Chris Aloisi

Personal information
- Date of birth: February 21, 1981 (age 45)
- Place of birth: North Babylon, New York, United States
- Height: 5 ft 10 in (1.78 m)
- Position: Midfielder

College career
- Years: Team / Apps / (Gls)
- 1999–2003: Syracuse Orange

Senior career*
- Years: Team / Apps / (Gls)
- 2003–2004: Los Angeles Galaxy / 4 / (0)
- 2004–2005: San Jose Earthquakes / 6 / (0)
- 2005–2006: Houston Dynamo / 0 / (0)
- 2006–2008: Rochester Rhinos / 23 / (0)
- 2008–2009: Long Island Rough Riders / 19 / (0)

Managerial career
- 2010–2011: Adelphi Panthers (asst.)

= Chris Aloisi =

American soccer player

Chris Aloisi (born February 21, 1981) is an American retired soccer player and coach.

==Career==

===College===
Aloisi played four years of college soccer at Syracuse University, where he was named to the All-Big East third-team twice.

===Professional===
Aloisi was drafted 57th overall in the 2004 MLS SuperDraft by Los Angeles Galaxy. He struggled to get much playing time in a deep 2004 Galaxy defense, and was traded to the San Jose Earthquakes in the off-season in a four-player deal. Along with the rest of his Earthquakes teammates, he moved to Houston to play for the new Houston Dynamo for the 2006 season. Following that season, Aloisi and the team decided to part ways, having never made a first team appearance for Houston.

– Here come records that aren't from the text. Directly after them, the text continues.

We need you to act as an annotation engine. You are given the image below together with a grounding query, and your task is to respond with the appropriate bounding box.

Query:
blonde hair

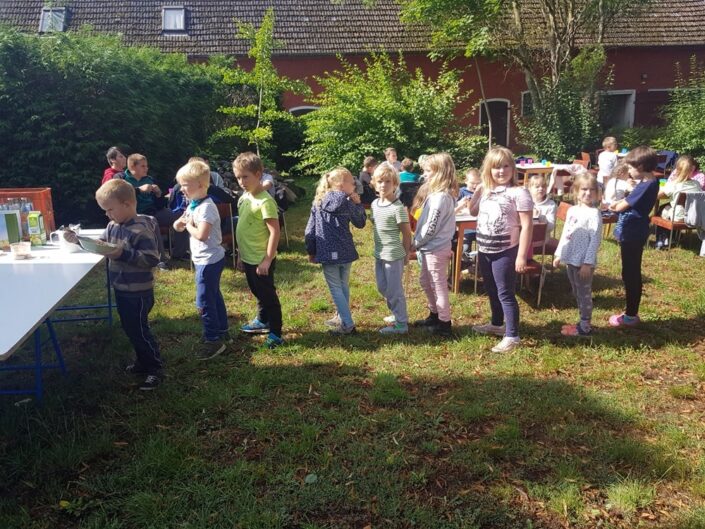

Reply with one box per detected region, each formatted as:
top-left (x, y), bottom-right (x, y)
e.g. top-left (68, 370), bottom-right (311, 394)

top-left (233, 151), bottom-right (264, 174)
top-left (313, 167), bottom-right (352, 206)
top-left (176, 161), bottom-right (211, 187)
top-left (673, 154), bottom-right (697, 184)
top-left (127, 153), bottom-right (147, 169)
top-left (573, 171), bottom-right (602, 204)
top-left (480, 147), bottom-right (518, 195)
top-left (371, 163), bottom-right (399, 189)
top-left (95, 178), bottom-right (137, 204)
top-left (424, 152), bottom-right (458, 196)
top-left (602, 136), bottom-right (617, 149)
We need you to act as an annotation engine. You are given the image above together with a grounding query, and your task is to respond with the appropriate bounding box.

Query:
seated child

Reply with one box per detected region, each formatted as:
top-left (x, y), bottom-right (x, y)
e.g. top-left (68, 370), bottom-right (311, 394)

top-left (87, 179), bottom-right (162, 391)
top-left (399, 158), bottom-right (419, 184)
top-left (597, 136), bottom-right (618, 188)
top-left (174, 162), bottom-right (228, 360)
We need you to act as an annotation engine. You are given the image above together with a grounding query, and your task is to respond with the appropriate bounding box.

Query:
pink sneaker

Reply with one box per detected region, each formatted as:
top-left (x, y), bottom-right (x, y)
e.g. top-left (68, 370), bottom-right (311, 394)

top-left (609, 313), bottom-right (641, 327)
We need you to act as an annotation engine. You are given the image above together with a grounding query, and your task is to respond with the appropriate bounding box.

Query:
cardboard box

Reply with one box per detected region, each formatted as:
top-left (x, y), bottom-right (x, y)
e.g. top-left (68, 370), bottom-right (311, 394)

top-left (0, 210), bottom-right (22, 250)
top-left (27, 211), bottom-right (47, 246)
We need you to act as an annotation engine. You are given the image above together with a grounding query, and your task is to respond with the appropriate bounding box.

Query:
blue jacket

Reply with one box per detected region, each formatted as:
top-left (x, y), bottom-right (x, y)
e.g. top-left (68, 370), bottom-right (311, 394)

top-left (304, 191), bottom-right (367, 264)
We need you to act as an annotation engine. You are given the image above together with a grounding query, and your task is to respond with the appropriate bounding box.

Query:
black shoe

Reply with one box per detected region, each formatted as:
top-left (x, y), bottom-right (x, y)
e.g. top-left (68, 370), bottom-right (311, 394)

top-left (125, 362), bottom-right (147, 375)
top-left (196, 340), bottom-right (225, 360)
top-left (140, 375), bottom-right (161, 391)
top-left (428, 320), bottom-right (453, 336)
top-left (411, 312), bottom-right (440, 327)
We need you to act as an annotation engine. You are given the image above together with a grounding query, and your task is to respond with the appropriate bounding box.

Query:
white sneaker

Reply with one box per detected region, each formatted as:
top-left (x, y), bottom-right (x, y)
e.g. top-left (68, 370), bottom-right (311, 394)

top-left (472, 323), bottom-right (505, 336)
top-left (492, 336), bottom-right (521, 353)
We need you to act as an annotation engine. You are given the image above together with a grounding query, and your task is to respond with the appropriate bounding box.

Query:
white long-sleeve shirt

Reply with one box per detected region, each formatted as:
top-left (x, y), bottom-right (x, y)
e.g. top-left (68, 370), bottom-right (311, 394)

top-left (556, 205), bottom-right (602, 266)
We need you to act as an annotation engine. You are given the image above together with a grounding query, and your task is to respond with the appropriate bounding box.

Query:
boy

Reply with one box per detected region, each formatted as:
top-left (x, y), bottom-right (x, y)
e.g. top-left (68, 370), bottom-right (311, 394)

top-left (233, 152), bottom-right (284, 349)
top-left (95, 179), bottom-right (162, 391)
top-left (174, 161), bottom-right (228, 360)
top-left (609, 145), bottom-right (659, 327)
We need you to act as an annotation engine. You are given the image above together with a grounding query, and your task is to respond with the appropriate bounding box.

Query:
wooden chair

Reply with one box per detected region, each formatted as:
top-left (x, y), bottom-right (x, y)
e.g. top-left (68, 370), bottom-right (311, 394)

top-left (651, 192), bottom-right (692, 250)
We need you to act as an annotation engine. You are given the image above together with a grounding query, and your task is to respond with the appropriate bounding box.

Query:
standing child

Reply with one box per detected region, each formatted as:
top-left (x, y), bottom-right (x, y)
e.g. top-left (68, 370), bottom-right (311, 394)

top-left (90, 179), bottom-right (162, 391)
top-left (370, 165), bottom-right (411, 334)
top-left (174, 161), bottom-right (228, 360)
top-left (233, 152), bottom-right (284, 349)
top-left (470, 147), bottom-right (534, 353)
top-left (414, 153), bottom-right (458, 336)
top-left (609, 146), bottom-right (659, 327)
top-left (304, 167), bottom-right (367, 334)
top-left (553, 173), bottom-right (602, 336)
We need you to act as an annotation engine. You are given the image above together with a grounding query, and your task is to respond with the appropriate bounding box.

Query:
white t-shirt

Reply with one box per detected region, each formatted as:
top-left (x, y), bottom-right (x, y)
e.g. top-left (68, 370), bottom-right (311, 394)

top-left (597, 151), bottom-right (619, 184)
top-left (477, 186), bottom-right (534, 253)
top-left (187, 198), bottom-right (225, 265)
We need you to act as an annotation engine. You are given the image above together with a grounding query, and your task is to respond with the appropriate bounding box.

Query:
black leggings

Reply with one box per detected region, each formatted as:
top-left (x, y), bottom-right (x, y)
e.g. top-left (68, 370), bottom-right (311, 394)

top-left (619, 241), bottom-right (646, 316)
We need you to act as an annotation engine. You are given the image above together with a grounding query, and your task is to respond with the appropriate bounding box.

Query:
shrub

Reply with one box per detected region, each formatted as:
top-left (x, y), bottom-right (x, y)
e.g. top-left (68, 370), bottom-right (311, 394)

top-left (300, 54), bottom-right (476, 174)
top-left (0, 28), bottom-right (223, 223)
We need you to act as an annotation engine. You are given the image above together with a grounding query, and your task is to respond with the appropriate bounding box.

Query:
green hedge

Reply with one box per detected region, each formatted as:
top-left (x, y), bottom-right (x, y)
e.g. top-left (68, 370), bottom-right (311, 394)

top-left (0, 28), bottom-right (224, 223)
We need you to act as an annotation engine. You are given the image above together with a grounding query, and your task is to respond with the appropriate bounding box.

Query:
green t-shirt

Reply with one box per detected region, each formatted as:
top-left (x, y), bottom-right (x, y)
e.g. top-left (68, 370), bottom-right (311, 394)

top-left (235, 191), bottom-right (279, 265)
top-left (370, 199), bottom-right (409, 261)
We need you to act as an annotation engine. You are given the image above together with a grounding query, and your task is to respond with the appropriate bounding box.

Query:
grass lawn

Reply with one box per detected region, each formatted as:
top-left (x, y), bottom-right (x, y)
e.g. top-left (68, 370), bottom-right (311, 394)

top-left (0, 179), bottom-right (705, 529)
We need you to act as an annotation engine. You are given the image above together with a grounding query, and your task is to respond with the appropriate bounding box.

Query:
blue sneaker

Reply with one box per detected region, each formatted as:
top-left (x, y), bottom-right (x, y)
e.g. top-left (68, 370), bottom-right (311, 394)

top-left (240, 318), bottom-right (269, 334)
top-left (264, 332), bottom-right (284, 349)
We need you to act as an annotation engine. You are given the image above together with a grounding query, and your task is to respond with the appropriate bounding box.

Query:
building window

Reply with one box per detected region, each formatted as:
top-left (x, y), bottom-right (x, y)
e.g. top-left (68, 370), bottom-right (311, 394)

top-left (39, 7), bottom-right (67, 33)
top-left (162, 6), bottom-right (186, 33)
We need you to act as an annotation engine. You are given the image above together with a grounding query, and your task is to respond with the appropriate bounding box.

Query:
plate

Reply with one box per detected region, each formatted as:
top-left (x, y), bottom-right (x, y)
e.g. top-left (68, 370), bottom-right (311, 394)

top-left (78, 235), bottom-right (117, 255)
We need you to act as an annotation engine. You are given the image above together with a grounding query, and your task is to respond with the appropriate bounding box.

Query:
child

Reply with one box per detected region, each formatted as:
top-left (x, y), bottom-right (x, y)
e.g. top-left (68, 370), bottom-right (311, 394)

top-left (656, 155), bottom-right (702, 246)
top-left (100, 147), bottom-right (127, 185)
top-left (384, 147), bottom-right (401, 172)
top-left (553, 173), bottom-right (602, 336)
top-left (602, 162), bottom-right (635, 207)
top-left (370, 165), bottom-right (411, 334)
top-left (233, 152), bottom-right (284, 349)
top-left (355, 156), bottom-right (377, 204)
top-left (414, 153), bottom-right (458, 336)
top-left (304, 167), bottom-right (367, 334)
top-left (609, 146), bottom-right (659, 327)
top-left (399, 158), bottom-right (419, 184)
top-left (453, 167), bottom-right (481, 255)
top-left (95, 179), bottom-right (162, 391)
top-left (174, 161), bottom-right (228, 360)
top-left (470, 147), bottom-right (534, 353)
top-left (597, 136), bottom-right (617, 188)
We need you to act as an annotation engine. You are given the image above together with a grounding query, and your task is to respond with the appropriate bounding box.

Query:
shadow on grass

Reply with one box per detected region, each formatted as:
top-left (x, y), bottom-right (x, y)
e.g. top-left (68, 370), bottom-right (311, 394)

top-left (0, 354), bottom-right (687, 529)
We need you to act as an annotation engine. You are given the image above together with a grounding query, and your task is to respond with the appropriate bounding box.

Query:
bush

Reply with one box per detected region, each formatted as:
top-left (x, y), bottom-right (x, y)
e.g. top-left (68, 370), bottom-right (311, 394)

top-left (0, 28), bottom-right (224, 223)
top-left (300, 54), bottom-right (475, 174)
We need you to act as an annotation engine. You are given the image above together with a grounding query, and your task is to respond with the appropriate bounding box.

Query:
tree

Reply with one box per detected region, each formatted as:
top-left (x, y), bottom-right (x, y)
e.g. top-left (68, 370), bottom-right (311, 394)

top-left (212, 8), bottom-right (307, 160)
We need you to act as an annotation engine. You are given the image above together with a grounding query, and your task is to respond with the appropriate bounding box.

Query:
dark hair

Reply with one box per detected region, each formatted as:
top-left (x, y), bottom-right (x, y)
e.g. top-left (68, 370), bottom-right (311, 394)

top-left (105, 147), bottom-right (122, 162)
top-left (624, 145), bottom-right (658, 173)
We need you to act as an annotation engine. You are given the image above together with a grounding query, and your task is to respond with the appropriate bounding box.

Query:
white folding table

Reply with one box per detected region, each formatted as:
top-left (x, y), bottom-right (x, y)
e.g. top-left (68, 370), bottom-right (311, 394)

top-left (0, 230), bottom-right (113, 401)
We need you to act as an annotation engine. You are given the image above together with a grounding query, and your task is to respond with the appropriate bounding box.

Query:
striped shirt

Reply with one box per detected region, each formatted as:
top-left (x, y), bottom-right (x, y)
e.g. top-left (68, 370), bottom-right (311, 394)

top-left (370, 199), bottom-right (409, 261)
top-left (101, 215), bottom-right (159, 292)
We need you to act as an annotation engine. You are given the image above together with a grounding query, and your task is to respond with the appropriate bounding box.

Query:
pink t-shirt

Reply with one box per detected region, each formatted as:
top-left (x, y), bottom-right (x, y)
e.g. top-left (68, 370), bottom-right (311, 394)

top-left (477, 186), bottom-right (534, 253)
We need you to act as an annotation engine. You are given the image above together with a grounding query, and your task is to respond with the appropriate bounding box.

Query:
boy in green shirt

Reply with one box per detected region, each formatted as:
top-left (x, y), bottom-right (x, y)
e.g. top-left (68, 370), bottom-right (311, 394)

top-left (233, 152), bottom-right (284, 349)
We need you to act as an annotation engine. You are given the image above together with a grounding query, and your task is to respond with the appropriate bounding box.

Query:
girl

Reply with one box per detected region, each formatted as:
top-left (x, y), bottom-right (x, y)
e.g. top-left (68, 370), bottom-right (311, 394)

top-left (656, 155), bottom-right (702, 250)
top-left (304, 167), bottom-right (367, 334)
top-left (470, 147), bottom-right (534, 353)
top-left (370, 165), bottom-right (411, 334)
top-left (414, 153), bottom-right (458, 336)
top-left (553, 173), bottom-right (611, 336)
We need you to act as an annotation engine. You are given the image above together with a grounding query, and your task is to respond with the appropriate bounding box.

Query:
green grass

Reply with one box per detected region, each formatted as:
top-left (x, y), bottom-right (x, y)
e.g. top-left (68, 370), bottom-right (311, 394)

top-left (0, 179), bottom-right (705, 529)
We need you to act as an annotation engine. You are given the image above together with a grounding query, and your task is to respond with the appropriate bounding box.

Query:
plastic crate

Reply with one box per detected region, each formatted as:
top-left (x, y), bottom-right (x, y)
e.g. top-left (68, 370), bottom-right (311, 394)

top-left (0, 187), bottom-right (56, 233)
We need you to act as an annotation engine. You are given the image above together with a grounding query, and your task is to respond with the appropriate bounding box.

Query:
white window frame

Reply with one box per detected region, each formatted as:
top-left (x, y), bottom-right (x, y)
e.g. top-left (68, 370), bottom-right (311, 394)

top-left (162, 5), bottom-right (186, 33)
top-left (598, 88), bottom-right (636, 128)
top-left (477, 97), bottom-right (512, 145)
top-left (39, 7), bottom-right (68, 33)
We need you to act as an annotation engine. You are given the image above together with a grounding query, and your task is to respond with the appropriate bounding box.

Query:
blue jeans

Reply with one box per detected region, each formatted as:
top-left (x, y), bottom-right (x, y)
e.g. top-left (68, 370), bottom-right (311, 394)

top-left (194, 258), bottom-right (228, 342)
top-left (479, 246), bottom-right (519, 338)
top-left (321, 263), bottom-right (355, 328)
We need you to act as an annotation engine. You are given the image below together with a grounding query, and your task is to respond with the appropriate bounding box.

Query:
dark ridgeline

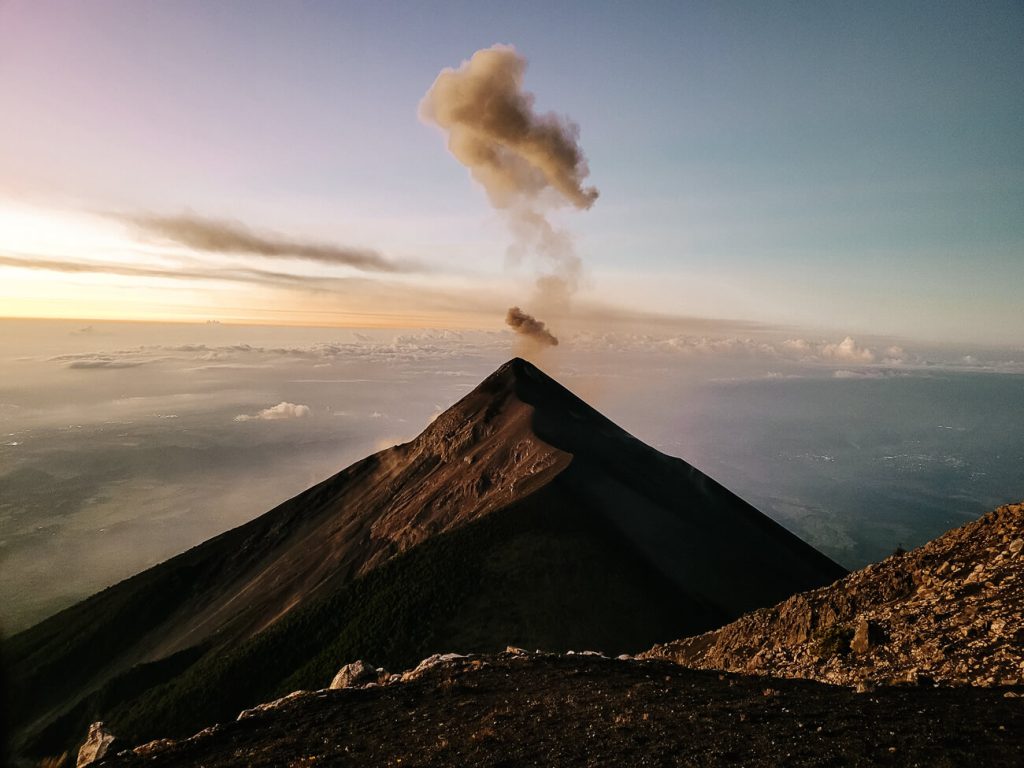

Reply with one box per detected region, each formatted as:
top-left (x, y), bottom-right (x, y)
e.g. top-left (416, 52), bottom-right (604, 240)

top-left (5, 358), bottom-right (845, 755)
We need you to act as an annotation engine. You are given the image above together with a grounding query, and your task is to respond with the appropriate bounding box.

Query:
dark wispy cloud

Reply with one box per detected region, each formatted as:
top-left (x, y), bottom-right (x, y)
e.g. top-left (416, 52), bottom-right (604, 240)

top-left (505, 306), bottom-right (558, 347)
top-left (114, 213), bottom-right (419, 272)
top-left (0, 254), bottom-right (368, 291)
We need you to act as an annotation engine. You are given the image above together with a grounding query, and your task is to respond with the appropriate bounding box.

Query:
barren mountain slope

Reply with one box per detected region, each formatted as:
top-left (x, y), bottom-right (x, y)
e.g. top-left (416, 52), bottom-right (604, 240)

top-left (6, 359), bottom-right (844, 761)
top-left (97, 653), bottom-right (1024, 768)
top-left (647, 504), bottom-right (1024, 686)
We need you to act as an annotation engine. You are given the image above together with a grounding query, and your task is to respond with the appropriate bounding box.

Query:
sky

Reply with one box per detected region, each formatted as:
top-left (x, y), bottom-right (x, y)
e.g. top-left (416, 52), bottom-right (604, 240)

top-left (0, 0), bottom-right (1024, 346)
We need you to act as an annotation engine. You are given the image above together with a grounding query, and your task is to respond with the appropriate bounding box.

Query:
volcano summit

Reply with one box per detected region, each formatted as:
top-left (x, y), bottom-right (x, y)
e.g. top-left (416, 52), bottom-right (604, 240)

top-left (6, 358), bottom-right (845, 756)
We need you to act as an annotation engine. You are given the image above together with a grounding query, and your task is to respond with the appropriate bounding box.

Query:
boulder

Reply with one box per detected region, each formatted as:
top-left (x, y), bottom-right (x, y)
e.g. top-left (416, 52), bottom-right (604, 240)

top-left (850, 616), bottom-right (874, 653)
top-left (76, 723), bottom-right (116, 768)
top-left (330, 658), bottom-right (379, 690)
top-left (236, 690), bottom-right (316, 721)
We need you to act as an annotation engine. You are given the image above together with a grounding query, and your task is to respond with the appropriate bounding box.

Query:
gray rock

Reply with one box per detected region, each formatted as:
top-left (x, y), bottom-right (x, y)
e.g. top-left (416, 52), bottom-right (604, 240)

For the 2007 Season, Aloisi returned to his home state to play for the Rochester Raging Rhinos in the USL First Division. Aloisi took the rightback spot vacated by the departing Frank Sanfilippo, and eventually played in 19 games for the team, before leaving to take a player/assistant coach role with the Long Island Rough Riders in the USL Premier Development League.